The New York City trip data: http://www.nyc.gov/html/tlc/html/about/trip_record_data.shtml


##================================================================================
##== convert.R
# Convert .csv file to .feather file

library(feather) 

args<-commandArgs(T)
if (length(args)<2) {
    stop("ERROR: insufficient number of arguments") 
}
infile=args[1]
outfile=args[2]
df<-read.table(infile,header=TRUE,sep=",",quote="",stringsAsFactors=F, na.strings = "")
write_feather(df, outfile)

##================================================================================
##== process_feather.R
# read .feather file and sum up the tips

library(feather) 

args<-commandArgs(T)
if (length(args)<1) {
    stop("ERROR: no datafilename given") 
}

filename=args[1]
basename=sub('^.*/','',filename)
dur1 <- system.time({ df <- read_feather(filename) })
dur2 <- system.time({ sum_tips<-sum(df$tip_amount) })
cat( sprintf("r_feather,%d,%f,%f,%f,%s\n" , 
        nrow(df),dur1['user.self'], dur2['user.self'], sum_tips,basename))

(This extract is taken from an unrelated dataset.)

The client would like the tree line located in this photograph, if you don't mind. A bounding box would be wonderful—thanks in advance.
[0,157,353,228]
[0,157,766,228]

##================================================================================
##== process_feather.py 
# read .feather file and sum up the tips

import pandas as pd
import feather,time,sys,re

# cmd line args
if len(sys.argv)<2:
  print "ERROR: no datafilename given"
  sys.exit(2)

filename=sys.argv[1]
basename=re.sub('^.*/','',filename)
start=time.time() ; df=feather.read_dataframe(filename) ; dur1=time.time()-start
start=time.time() ; sum_tips=df.tip_amount.sum() ; dur2=time.time()-start

print "py_feather,%d,%f,%f,%f,%s" % ( len(df),dur1, dur2, sum_tips,basename)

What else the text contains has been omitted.